Update ! Menko PMK Soal Masuk Sekolah: Kalender Memang Juli, Tapi Kita Tak Merekomendasikan, Kemungkinan Akhir atau Awal Tahun 2021 -->

Update ! Menko PMK Soal Masuk Sekolah: Kalender Memang Juli, Tapi Kita Tak Merekomendasikan, Kemungkinan Akhir atau Awal Tahun 2021

Senin, 01 Juni 2020

Skenario Terbaru Masuk Sekolah: Bukan Juli, Tapi Awal 2021

Belajardirumah.org -  Pemerintah berencana membuka kembali sekolah pada 15 Juni 2020 di tengah pandemik COVID-19. Namun Menteri Koordinator bidang Pembangunan Manusia dan Kebudayaan (Menko PMK), Muhadjir Effendy mengatakan, pemerintah tidak ingin tergesa-gesa membuka sektor pendidikan.

Pemerintah kata Muhadjir belum dapat memastikan kapan sektor pendidikan kembali dibuka.
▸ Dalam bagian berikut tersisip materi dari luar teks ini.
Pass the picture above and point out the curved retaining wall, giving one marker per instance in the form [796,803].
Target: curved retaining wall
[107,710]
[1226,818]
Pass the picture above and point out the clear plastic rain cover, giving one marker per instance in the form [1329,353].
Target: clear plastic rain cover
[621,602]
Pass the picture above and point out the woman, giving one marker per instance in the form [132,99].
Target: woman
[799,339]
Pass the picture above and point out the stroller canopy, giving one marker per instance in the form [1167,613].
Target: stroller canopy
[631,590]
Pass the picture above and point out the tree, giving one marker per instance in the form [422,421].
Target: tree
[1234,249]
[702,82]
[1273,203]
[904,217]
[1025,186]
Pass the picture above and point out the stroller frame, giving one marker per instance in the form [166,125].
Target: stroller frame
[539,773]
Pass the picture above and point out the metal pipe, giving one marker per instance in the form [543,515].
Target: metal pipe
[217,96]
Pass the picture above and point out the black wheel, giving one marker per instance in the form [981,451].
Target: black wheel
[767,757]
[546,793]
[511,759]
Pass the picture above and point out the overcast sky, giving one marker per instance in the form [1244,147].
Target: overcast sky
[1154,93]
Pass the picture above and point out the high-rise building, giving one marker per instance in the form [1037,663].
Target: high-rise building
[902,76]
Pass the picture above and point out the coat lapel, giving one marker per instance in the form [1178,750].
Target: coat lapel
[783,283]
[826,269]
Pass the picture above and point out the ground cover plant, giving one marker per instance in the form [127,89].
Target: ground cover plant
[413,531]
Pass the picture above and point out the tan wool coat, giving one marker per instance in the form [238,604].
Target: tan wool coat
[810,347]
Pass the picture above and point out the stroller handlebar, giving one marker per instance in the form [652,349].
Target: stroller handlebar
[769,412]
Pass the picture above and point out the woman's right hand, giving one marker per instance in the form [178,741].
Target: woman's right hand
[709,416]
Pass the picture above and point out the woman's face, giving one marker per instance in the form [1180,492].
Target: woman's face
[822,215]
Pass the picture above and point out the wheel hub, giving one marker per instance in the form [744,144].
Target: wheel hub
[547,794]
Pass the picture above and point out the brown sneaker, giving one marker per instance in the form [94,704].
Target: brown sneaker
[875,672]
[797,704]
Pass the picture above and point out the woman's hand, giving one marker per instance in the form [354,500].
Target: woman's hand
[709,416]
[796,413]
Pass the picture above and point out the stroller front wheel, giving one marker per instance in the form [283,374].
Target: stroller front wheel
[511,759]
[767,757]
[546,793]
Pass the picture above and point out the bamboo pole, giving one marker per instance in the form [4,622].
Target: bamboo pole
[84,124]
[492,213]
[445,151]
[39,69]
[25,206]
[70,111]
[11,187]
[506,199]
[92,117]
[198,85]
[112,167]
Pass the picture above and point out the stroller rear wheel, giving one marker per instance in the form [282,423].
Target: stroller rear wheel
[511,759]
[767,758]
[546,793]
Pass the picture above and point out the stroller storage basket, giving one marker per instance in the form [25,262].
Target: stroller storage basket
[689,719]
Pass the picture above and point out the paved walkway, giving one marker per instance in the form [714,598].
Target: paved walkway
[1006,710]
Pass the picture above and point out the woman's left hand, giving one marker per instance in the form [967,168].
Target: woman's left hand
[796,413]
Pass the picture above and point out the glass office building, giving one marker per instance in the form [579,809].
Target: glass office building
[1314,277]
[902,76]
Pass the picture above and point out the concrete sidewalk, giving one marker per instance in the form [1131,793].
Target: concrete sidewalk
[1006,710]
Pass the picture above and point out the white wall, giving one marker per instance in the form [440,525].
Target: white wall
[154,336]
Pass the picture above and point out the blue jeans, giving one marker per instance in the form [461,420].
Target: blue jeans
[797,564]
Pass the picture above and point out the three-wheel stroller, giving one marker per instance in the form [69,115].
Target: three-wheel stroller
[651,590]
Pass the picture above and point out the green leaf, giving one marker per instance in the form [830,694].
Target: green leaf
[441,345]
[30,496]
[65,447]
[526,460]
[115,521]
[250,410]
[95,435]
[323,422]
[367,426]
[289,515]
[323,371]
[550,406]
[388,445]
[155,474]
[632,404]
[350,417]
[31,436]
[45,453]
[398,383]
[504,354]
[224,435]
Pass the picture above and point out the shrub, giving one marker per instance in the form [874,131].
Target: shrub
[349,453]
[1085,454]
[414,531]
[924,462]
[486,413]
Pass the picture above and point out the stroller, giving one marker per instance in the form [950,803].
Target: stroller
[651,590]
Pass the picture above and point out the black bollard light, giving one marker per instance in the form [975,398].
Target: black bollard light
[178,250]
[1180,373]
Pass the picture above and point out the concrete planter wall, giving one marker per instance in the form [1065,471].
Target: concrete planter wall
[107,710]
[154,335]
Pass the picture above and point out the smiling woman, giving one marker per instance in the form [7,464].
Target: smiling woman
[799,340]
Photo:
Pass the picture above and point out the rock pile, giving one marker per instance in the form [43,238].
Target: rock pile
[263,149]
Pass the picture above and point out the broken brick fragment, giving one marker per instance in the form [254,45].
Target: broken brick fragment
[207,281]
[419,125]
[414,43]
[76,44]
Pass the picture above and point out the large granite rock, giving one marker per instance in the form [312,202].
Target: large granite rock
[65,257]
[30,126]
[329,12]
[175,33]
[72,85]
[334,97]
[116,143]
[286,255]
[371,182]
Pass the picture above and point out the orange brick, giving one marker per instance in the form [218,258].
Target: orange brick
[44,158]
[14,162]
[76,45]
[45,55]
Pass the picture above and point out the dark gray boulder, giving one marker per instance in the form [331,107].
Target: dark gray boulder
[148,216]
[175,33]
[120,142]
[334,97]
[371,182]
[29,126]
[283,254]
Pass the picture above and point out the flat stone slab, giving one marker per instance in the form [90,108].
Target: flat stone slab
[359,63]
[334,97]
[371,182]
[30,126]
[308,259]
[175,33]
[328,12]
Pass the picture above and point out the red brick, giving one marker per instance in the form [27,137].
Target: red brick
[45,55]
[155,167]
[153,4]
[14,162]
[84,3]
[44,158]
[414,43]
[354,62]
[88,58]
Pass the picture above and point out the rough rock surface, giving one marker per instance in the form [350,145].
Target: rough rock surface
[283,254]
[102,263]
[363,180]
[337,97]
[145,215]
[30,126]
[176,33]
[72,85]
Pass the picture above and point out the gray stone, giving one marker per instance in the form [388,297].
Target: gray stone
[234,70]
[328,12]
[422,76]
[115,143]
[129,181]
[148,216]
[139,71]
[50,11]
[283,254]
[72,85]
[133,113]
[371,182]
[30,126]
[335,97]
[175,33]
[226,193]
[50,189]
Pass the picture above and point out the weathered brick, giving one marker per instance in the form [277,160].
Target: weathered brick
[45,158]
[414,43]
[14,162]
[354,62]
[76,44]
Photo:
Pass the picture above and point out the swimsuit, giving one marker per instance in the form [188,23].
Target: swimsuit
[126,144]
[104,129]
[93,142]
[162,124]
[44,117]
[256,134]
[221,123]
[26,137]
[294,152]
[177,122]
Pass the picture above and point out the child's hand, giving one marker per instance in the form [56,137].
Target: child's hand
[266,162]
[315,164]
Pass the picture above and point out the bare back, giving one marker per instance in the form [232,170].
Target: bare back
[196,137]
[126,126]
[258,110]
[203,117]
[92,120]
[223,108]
Namun berdasarkan skenario yang sudah dirancang, sekolah baru akan dibuka paling cepat di akhir tahun atau bahkan awal tahun 2021 mendatang.
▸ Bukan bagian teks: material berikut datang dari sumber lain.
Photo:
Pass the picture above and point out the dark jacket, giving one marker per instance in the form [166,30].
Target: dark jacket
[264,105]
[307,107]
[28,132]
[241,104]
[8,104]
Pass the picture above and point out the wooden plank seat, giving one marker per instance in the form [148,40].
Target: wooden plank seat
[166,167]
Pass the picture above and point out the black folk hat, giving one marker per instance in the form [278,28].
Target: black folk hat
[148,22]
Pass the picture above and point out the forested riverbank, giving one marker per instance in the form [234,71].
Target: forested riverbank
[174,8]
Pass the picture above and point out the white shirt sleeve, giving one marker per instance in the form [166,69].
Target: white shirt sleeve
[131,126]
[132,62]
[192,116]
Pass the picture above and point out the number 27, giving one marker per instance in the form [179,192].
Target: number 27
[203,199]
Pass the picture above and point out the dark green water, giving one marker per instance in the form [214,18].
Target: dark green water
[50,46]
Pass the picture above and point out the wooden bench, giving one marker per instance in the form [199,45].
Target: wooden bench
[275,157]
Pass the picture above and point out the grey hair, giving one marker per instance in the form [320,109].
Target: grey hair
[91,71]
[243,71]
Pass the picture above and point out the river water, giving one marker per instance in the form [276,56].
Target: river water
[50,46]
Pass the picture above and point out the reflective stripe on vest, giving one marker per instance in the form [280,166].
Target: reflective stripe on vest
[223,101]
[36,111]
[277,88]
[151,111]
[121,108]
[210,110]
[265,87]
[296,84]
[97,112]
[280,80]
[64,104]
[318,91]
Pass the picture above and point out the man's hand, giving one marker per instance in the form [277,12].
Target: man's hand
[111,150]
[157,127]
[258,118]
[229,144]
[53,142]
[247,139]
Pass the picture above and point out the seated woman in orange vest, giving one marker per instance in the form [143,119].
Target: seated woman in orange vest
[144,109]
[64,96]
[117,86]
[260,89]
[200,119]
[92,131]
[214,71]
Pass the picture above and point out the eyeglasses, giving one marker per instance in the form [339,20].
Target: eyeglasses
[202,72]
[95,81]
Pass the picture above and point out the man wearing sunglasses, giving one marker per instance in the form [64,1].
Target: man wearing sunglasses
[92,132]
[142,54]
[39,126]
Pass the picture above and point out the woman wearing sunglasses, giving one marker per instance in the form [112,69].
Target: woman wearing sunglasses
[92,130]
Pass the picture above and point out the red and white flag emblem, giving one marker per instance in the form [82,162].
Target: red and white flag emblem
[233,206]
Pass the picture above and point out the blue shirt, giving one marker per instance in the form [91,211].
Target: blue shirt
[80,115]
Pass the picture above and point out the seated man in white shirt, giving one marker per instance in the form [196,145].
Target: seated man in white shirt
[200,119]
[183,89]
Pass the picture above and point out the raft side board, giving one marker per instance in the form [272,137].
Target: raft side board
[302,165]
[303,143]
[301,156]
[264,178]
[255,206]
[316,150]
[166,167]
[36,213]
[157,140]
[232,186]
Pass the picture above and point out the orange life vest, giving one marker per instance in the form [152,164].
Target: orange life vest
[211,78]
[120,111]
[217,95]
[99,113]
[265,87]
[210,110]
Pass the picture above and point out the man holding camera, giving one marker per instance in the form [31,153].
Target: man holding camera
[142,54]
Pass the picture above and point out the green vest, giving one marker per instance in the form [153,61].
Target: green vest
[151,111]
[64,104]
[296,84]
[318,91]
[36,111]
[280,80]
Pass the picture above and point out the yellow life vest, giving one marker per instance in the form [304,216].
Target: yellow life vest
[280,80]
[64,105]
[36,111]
"Itu hanya ancar-ancar saja. Kalau menurut kalender itu pertengaham Juli, tapi Kemenko PMK tidak merekomendasikan skenario masuk sekolah pada waktu tersebut," kata Muhadjir di sebuah acara diskusi melalui telekonferensi yang dikutip dari laman resmi Kemenko PMK, Sabtu (30/5).

1. Pendidikan menjadi sektor terakhir yang dibuka

Menurut Muhadjir, pendidikan menjadi sektor terakhir yang akan dibuka pasca kebijakan Pembatasan Sosial Berskala Besar (PSBB). Pemerintah katanya melakukan hal itu untuk mengantisipasi agar anak-anak tidak terpapar COVID-19.
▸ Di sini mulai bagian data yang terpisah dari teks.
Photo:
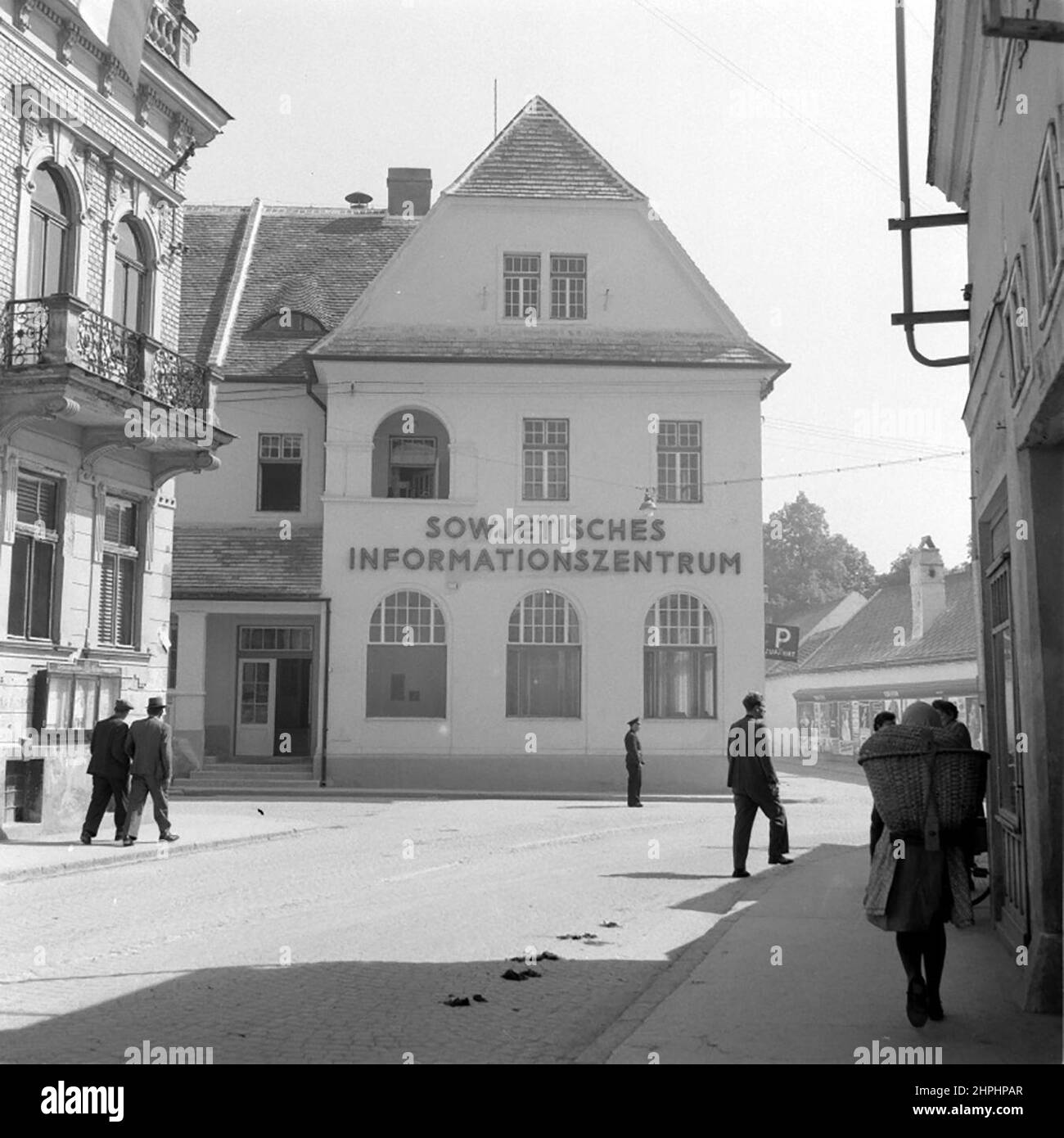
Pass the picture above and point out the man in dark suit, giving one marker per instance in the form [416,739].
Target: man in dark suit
[148,744]
[634,761]
[755,787]
[110,773]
"Dibandingkan sektor-sektor yang lain, kemungkinan sekolah adalah sektor yang paling terakhir. Mengingat risikonya tidak bisa dihitung dengan mudah akibat dari pengurangan pembatasan atau pembukaan sekolah," sebutnya.

2. Belajar dari rumah memberi kesempatan orangtua perkuat pendidikan di dalam keluarga

Deputi Bidang Koordinasi Pendidikan dan Agama dari Kemenko PMK, Agus Sartono, mempertegas skenario yang paling moderat untuk belajar mengajar tatap muka pada akhir Agustus atau awal September. 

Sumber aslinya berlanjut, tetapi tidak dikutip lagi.